Come annunciato dall'artista, il concerto attraversa tutta la sua carriera coprendo un arco temporale di circa cinquant'anni d'attività non solo musicale; difatti per Joan Baez la musica è divenuta uno strumento di denuncia e protesta contro i mali della società, contro la guerra e i soprusi, contro le ingiustizie di ogni genere ed ogni tempo. Non uno strumento meramente politico dunque, ma un modo per far sentire a tutti la propria voce densa delle proprie idee, uno stile di vita fatto di convinzioni scritte fra parole e note. Convinzioni così rocciose da perpetuarsi anche nella vita quotidiana: Joan ad esempio si rifiuta di viaggiare se non con autobus e treni.

Accompagnata dal suono avvolgente delle chitarre acustiche, la “Regina del Folk” degli anni Sessanta ricorda i fatti e i personaggi più importanti per la sua vita e per la sua carriera musicale, legandoli indissolubilmente ad una canzone.
Riflette e fa riflettere sulla strumentalizzazione delle ideologie con i due brani “God is God”, dall'album “The Day After Tomorrow” in uscita a settembre 2008, e “With God on Our Side” di Bob Dylan; ricorda i giorni delle barricate in “Christmas in Washington” di Steve Earle e ripete l'augurio lasciato da John Lennon in “Immagine”, cantandola e facendola cantare.
Trovano spazio anche diverse citazioni per Johnny Cash, uno dei padri del folk americano, per Sam Cooke con “Wonderful World” e Gianni Morandi in “Un mondo d'amore” (pezzo che, a detta della cantante, le ricorda quanti spaghetti ha mangiato la prima volta che è venuta in Italia negli anni Settanta) e “C'era un ragazzo […]”.

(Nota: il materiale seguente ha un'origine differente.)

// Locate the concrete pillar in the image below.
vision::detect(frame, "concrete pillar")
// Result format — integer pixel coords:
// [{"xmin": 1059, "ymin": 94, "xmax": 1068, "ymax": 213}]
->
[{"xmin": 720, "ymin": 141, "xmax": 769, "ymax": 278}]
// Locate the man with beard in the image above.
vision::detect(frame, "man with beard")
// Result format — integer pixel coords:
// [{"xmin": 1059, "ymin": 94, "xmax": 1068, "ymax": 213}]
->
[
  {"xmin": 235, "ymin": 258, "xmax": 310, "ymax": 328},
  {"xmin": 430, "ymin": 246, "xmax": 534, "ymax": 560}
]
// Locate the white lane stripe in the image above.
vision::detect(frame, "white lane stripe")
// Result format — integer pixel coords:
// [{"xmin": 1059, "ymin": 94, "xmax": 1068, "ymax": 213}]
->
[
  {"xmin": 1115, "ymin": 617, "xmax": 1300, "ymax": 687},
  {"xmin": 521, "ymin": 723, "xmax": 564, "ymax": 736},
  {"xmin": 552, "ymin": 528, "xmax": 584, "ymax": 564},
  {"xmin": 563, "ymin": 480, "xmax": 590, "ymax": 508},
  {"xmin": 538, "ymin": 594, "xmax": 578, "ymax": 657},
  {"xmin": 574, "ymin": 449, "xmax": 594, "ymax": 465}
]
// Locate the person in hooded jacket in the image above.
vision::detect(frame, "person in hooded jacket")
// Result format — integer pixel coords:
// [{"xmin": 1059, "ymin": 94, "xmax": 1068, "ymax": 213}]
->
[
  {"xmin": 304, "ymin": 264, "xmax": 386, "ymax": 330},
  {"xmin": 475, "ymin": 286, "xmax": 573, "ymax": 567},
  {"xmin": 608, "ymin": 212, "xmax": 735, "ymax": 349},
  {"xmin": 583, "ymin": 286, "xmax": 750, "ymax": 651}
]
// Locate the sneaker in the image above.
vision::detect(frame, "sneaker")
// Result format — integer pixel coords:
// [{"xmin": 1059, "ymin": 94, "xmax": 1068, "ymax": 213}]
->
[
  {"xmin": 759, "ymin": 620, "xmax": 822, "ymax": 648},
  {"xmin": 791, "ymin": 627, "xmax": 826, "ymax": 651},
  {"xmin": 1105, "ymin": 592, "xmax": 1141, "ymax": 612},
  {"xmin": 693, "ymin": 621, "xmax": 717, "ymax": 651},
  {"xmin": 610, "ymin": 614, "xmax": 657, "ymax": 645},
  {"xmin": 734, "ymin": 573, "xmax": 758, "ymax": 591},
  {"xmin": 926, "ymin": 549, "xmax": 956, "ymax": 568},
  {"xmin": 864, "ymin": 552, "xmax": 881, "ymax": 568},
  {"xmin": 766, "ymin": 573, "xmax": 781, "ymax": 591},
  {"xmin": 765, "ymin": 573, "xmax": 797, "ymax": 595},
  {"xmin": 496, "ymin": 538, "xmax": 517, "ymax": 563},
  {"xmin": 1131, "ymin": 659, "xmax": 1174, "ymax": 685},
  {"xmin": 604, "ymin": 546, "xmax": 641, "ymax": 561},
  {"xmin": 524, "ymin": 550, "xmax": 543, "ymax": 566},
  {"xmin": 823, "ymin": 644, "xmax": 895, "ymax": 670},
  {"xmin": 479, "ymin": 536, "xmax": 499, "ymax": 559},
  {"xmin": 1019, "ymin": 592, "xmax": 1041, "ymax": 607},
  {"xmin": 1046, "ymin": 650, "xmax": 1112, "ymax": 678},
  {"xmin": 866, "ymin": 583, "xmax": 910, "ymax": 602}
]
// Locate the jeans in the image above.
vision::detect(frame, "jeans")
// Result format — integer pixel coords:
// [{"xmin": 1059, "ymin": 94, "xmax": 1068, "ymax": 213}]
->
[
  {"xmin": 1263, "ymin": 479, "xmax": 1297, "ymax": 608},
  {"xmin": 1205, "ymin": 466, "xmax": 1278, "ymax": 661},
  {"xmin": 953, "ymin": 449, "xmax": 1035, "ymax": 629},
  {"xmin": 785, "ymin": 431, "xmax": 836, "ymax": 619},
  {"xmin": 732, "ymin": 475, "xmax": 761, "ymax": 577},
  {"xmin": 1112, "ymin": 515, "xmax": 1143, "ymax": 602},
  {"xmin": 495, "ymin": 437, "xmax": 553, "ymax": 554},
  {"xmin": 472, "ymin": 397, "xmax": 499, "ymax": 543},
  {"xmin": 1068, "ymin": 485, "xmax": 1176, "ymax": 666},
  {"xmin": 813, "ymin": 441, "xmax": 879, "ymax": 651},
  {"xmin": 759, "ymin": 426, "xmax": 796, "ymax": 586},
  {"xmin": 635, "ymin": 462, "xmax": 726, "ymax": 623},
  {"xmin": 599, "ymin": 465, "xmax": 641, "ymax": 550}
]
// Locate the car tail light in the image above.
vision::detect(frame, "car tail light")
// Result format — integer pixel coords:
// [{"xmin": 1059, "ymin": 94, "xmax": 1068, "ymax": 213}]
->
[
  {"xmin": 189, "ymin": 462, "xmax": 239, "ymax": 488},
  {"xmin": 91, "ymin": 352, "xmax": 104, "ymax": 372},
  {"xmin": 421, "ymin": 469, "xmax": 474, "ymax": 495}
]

Un pubblico numeroso ha seguito con attenzione e partecipazione l'intero concerto, chiedendo ed ottenendo fra i bis finali “Blowing in the Wind” di Bob Dylan, accolta con un'ovazione di soddisfazione.

Accanto ai ricordi, trova spazio un netto giudizio sulla situazione attuale: “Mi scuso per quello che il mio governo sta facendo al mondo”, dice la cantante prima di intonare sola sul palco il bellissimo canto popolare statunitense “Swing Low, Sweet Chariot”.